McGinty doesn't like the present system, not merely because
he believes it's inherently corrupt for judges who assign criminal cases to get
contributions from the people they assign them to is inherently corrupt -- more
on that in a minute -- but also because he doesn't really care for defense
lawyers. Even former prosecutor and
serial Brady violator Carmen Marino's
name will elicit fond memories from most defense attorneys. I've never heard one speak of a pleasant
experience they had with McGinty, and often describe their experiences in
bitterly profane terms. That enmity is
returned: earlier this year, McGinty urged the County
Council's judiciary subcommittee to abolish the assigned counsel system, and
instead have all the indigent cases handled by the public defender.
That's not going to happen, at least anytime soon. Last year appointed attorneys handled 5,526 felony
criminal cases here. Dumping that on the
public defender's lap would require hiring about 40 additional lawyers and their
support staff, and renting office space to accommodate them. Even McGinty's report recommends that we keep
the present system.
But with some major modifications, one being the way cases
are assigned. The report proposes reinvigorating
the moribund county public defender commission:
the commission would hire an administrator (a lawyer with "a reputation
for integrity" who would also have to give up the practice of law while he's
doing this gig) who would set the qualifications for attorneys to become
eligible to handle assigned cases, would assign the attorneys (either "randomly
or by fixed rotation"), and would monitor their performance.
Most defense lawyers figure the judges would never agree to
this, because if they could no longer assign cases, lawyers wouldn't contribute
to their campaigns. (And yes, Virginia,
defense lawyers do contribute to judges in the expectation of receiving
assignments.) This may be whistling past
the graveyard, though, because it greatly overvalues the significance of
contributions. The head partner at Baker
Hostetler can collect more in a day than defense lawyers are going to
contribute in the entire campaign. Besides,
contested elections are a rarity: in the
last two cycles of common pleas elections, primary and general, only one out twelve
was decided by a margin of less than twenty percent, and in two-thirds of the
races, the judge ran unopposed. If
McGinty turns up the heat by going on his "corruption" kick about the judges
being too cozy with defense lawyers because of campaign contributions, it's not
difficult to envision the judges deciding they don't need the hassle. And the recent hiring of someone off the Plain Dealer editorial board as one of McGinty's
top assistants might be an indication of his willingness to go public on this.

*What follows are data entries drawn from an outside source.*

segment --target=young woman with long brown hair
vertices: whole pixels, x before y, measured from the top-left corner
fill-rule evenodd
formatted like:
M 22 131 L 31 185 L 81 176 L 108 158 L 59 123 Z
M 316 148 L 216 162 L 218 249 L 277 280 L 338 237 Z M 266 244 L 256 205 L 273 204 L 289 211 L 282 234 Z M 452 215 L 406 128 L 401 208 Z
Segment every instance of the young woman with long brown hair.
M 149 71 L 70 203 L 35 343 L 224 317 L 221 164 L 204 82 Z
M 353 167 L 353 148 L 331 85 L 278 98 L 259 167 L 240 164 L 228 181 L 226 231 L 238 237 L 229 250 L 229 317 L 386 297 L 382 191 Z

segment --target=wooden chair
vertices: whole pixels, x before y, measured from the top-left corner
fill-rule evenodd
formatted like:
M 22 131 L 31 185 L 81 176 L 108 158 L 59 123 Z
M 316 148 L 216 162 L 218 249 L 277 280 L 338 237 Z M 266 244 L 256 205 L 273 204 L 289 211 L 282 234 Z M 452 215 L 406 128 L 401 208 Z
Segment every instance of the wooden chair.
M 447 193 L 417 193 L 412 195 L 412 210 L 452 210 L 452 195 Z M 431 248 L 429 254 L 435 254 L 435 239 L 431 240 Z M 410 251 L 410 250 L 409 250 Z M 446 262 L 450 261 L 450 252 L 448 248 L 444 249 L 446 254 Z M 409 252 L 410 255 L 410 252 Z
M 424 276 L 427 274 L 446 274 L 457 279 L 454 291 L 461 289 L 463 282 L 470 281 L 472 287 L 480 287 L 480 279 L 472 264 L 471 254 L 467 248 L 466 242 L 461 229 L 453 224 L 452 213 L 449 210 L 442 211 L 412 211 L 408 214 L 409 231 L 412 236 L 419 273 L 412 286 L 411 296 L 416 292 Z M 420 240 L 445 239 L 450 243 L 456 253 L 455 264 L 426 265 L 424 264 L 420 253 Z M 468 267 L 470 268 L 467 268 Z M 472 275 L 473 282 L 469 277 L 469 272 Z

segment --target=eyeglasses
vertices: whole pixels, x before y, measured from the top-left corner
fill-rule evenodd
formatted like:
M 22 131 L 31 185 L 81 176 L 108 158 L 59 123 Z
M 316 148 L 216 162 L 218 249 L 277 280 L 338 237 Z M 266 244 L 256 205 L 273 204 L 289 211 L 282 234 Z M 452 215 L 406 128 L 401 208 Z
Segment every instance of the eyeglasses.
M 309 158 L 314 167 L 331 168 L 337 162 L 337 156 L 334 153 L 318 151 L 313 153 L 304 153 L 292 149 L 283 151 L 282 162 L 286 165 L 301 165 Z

It's legitimate to question whether there's a point to all this,
though. The goal of what the report calls
an indigent defense delivery system (I think it's a subsidiary of FedEx) is to
provide quality representation for poor people.
I haven't even heard an argument that the assigned counsel portion of
the system isn't doing that, at least on par with what public defenders
provide.
Still, I think something's going to happen. It's certainly not going to be hiring of an
administrator. If it's random
assignments you want, you don't need to pay some guy north of a hundred grand a
year to pick numbers out of a hat. There's
a computer down in the arraignment room programmed to randomly assign a judge
in a case, and I'm guessing that it wouldn't require a Microsoft Task Force to
fix it so that the lawyer is assigned the same way. It may be something substantially less than a
fully random system. But it's going to
be something. McGinty has pushed this
for too long and too hard to shrink away from it.